Part of Adams Morgan’s charm Sunday mornings is seeing all the trash (mainly oversized pizza slice paper plates) and other remainders from the night before strewn among the worn sidewalks and streets. But just as Georgetown’s streets have been under massive reconstruction the past four years to eliminate manhole explosions, the city’s other bar crawl district could be slated for a sidewalk clean-up and reconstruction of its own. 
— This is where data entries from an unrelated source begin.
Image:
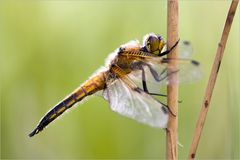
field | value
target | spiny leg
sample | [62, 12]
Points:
[168, 51]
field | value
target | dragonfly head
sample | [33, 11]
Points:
[154, 43]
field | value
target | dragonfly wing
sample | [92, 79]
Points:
[156, 74]
[136, 104]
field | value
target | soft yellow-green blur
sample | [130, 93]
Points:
[47, 48]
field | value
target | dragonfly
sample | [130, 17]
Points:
[131, 80]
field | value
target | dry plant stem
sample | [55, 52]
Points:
[212, 80]
[172, 90]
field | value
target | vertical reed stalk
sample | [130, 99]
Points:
[212, 80]
[172, 90]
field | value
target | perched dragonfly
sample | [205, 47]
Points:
[132, 74]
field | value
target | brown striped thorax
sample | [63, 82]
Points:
[130, 79]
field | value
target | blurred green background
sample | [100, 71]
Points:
[47, 48]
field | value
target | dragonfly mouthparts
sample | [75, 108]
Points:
[35, 131]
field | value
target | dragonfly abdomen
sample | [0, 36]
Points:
[90, 87]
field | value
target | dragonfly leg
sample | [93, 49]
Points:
[168, 51]
[145, 85]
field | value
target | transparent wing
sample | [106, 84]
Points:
[135, 104]
[156, 74]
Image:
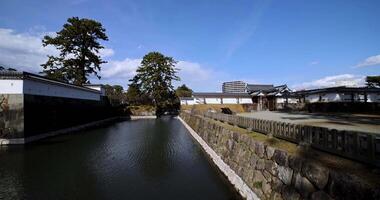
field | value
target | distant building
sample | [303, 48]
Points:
[268, 97]
[255, 87]
[234, 87]
[222, 98]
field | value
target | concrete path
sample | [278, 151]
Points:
[354, 122]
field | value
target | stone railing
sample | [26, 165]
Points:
[360, 146]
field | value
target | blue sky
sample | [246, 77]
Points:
[304, 44]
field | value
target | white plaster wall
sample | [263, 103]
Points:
[331, 97]
[11, 86]
[213, 101]
[36, 87]
[199, 101]
[312, 98]
[373, 97]
[245, 101]
[280, 100]
[229, 101]
[188, 102]
[97, 87]
[292, 100]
Adams Morgan’s advisory neighborhood commission has recently considered different plans to rebuild the neighborhood’s key intersection, 18th Street/Adams Mill Road and Columbia Road, which most weekend nights is a clogged traffic quagmire of taxis, cars, buses and Hummer limos with Virginia plates. One plan narrows both Columbia and 18th/Adams Mill to one lane in each direction through the intersection. Another puts a traffic circle smack dab in the middle of the whole mess.
Each plan would increase pedestrian/party-goer safety by reconfiguring sidewalks and incorporate new bike lanes. Not included is room for light-rail expansion. 18th Street has been slated as a potential crosstown light-rail corridor between Woodley Park and Northeast D.C. under long-term District transportation plans. DCist would like a taxi stand at each end of the 18th Street strip to avoid having to strategize which street corners will be easier to hail a cab from late at night.